Dr. Tina Thomas, an optometrist with Pearle Vision Inc., requested maternity leave under the Family and Medical Leave Act (FMLA). After all, a summary of employee benefits said "all employees with a year of service who worked 1,250 hours with Pearle in the 12 months immediately prior to requesting leave" were eligible. Her manager gave her an FMLA checklist and other forms to complete.

But Thomas, who worked full time at Pearle's office in Peoria, Ill., was nervous about one clause of the benefit description. It said some highly compensated employees would not be guaranteed their positions if they took leave. Although a regional manager told Thomas not to worry, the HR manager told her there might ?not be a position for her following the leave. Pearle never notified her of that in writing.

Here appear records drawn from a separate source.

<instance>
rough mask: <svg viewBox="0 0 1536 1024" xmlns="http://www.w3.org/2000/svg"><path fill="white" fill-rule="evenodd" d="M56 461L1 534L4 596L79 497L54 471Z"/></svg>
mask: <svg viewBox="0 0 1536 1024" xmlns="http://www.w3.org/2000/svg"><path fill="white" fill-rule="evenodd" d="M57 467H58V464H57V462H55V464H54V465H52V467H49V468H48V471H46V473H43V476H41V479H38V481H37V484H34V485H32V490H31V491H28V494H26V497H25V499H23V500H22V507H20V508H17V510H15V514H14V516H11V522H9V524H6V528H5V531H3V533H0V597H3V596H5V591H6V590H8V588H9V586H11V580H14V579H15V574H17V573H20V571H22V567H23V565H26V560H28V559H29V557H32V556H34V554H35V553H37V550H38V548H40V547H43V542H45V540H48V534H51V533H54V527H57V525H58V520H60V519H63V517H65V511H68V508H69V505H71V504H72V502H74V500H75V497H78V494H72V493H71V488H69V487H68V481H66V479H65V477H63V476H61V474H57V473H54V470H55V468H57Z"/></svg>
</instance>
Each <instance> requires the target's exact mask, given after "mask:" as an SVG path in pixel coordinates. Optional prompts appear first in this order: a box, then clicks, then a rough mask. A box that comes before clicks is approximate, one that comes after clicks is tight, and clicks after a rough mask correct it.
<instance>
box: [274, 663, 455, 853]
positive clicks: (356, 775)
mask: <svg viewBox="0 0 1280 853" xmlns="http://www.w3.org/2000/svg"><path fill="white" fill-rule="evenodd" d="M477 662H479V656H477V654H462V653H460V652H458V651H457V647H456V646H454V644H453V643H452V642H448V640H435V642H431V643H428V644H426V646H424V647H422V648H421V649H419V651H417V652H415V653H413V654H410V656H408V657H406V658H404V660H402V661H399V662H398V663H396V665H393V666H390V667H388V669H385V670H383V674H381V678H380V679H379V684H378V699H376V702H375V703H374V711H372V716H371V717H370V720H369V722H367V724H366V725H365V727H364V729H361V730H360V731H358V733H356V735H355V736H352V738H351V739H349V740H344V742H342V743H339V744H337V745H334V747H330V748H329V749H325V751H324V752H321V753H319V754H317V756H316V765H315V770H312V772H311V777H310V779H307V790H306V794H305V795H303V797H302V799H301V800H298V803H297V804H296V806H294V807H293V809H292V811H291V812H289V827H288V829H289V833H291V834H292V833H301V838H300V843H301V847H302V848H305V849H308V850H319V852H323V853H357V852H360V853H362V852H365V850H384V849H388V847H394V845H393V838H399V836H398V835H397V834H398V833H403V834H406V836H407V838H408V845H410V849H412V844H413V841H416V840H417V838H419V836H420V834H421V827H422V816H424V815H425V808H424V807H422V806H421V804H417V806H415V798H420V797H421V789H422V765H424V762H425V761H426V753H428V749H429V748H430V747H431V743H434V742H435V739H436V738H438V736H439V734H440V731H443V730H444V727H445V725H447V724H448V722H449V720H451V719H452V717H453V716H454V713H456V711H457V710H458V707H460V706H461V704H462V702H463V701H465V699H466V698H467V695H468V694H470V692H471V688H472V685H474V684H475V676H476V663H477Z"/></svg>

Thomas didn't find out she had lost her job until months later, when a regional manager left a message on her answering machine. That's when she headed to court.

Because Pearle had fewer than 50 workers within 75 miles of its Peoria store, Thomas wouldn't normally have been automatically eligible for FMLA. But a court refused to throw out her case.

Reason: The company's benefit plan description created an enforceable contract granting Thomas those rights. Plus, the company acted as if she was entitled to the leave when it gave her FMLA forms to complete. If the company didn't want to grant such rights to all employees, the court said, it should have worded its policy more carefully. (Thomas v. Pearle Vision Inc., No. 00-3681, 7th Cir., 2001)

Advice: First, make sure you know which laws apply to your company. Then write your policies carefully so your employees won't be covered under laws from which they'd normally be exempt. If your company decides to comply with a law it's not required to comply with, such as FMLA, make sure you stick to it.

The language in your employee handbook can create a binding contract. Be especially careful if you have multiple locations where different laws may apply.